Comparative Evaluation of Prevalence of Periodontal Disease in Smokers and Non-smokers in Factory Workers of Jodhpur, Rajasthan
*Corresponding author: Jitender Solanki, Senior Lecturer, Department of Public Health Dentistry, Vyas Dental College and Hospital, Jodhpur, Rajasthan, India. Ph:+919571580558, E-mail:email@example.com
Need For The Study
Increasing evidence points to smoking as a major risk factor for periodontitis, affecting the prevalence, extent and severity of the disease, Although gingival inflammation seems to be reduced in response to plaque accumulation compared with non smokers, an overwhelming body of data points to smoking as a major risk factor for increasing the prevalence and destruction. Hence, this paper focuses on prevalence of periodontal disease in smokers compared to non-smokers of factory workers.
Aims & Objectives
To detect the prevalence of periodontal disease in smokers and non smokers.

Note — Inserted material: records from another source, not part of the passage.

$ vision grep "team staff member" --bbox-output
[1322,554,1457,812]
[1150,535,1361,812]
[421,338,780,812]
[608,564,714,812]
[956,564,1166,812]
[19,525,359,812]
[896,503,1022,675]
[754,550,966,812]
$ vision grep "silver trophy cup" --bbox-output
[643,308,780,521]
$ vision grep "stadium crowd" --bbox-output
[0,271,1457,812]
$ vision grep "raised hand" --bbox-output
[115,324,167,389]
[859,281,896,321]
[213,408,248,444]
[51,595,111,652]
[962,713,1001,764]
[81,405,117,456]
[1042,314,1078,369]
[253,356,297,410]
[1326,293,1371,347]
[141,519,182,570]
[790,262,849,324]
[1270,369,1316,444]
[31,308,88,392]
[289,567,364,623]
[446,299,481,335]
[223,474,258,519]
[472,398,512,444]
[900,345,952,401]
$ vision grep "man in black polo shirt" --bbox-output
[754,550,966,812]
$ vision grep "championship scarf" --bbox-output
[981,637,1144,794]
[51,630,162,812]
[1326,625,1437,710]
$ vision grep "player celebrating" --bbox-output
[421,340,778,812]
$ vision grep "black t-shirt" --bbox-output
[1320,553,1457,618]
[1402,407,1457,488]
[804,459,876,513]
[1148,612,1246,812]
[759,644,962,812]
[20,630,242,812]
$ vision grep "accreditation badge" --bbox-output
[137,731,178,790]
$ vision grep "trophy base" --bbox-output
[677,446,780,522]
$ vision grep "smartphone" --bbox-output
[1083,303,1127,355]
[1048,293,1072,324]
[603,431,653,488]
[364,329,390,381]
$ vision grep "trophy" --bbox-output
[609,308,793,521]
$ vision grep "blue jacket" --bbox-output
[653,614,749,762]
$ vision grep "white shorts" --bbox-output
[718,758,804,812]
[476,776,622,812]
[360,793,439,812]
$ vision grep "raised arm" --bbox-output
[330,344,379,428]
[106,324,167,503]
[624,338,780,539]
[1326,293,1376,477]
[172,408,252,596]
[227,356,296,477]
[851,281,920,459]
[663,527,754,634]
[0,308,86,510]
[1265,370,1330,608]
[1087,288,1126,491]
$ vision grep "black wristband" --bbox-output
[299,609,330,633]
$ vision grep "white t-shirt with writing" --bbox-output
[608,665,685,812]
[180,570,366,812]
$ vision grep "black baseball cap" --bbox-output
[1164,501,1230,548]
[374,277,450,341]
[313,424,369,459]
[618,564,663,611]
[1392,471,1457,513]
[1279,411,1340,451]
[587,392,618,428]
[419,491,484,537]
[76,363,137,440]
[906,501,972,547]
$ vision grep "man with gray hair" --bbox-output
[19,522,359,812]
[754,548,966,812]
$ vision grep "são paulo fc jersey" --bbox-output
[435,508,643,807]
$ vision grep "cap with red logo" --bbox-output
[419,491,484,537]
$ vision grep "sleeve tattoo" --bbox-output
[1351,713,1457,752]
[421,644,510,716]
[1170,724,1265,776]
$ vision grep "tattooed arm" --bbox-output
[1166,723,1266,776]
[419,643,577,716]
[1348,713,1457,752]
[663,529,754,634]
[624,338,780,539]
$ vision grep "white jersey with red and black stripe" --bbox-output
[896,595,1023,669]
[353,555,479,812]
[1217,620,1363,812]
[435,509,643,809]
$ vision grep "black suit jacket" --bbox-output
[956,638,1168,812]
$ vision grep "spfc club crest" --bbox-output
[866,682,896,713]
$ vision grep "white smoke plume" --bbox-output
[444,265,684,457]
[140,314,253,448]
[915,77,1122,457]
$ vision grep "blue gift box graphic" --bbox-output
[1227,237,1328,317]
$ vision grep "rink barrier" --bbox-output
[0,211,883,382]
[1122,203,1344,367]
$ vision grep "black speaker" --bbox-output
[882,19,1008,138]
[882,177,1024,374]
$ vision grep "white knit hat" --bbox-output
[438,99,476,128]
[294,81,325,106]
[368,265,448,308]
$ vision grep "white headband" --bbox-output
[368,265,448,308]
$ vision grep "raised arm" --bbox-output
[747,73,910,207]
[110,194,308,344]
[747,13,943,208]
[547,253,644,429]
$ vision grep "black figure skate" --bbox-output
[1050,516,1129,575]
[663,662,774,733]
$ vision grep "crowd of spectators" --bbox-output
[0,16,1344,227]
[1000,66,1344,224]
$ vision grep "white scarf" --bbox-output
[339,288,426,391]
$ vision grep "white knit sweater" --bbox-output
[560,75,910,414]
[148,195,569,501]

To compare the prevalence of periodontal disease in smokers and non smokers.
A total number of 626 subjects were examined out of which 449 (71.7%) were non smokers and 177 (28.2%) smokers. The WHO (1997) Oral Health Performa3 was used to record the demographic information viz; age in years, education, life style and smoking habits. All fully erupted permanent teeth were scored. The Periodontal status was assessed by recording the Community Periodontal Index (CPI) using a specially designed light weight CPI probe and the Clinical Attachment Level (CAL) values were scored The data thus collected was statistically analyzed for Two-Way ANOVA test for CPI and CAL scores.
Clinical attachment loss was significantly higher in smokers for all scores from 1 to 4.107 smokers showed clinical attachment loss in comparison to 173 non smokers.
The results of the present study showed that smokers had higher attachment loss as compared to non smokers.
Smoking, Periodontal Disease, Clinical Attachment Level, Community Periodontal Index.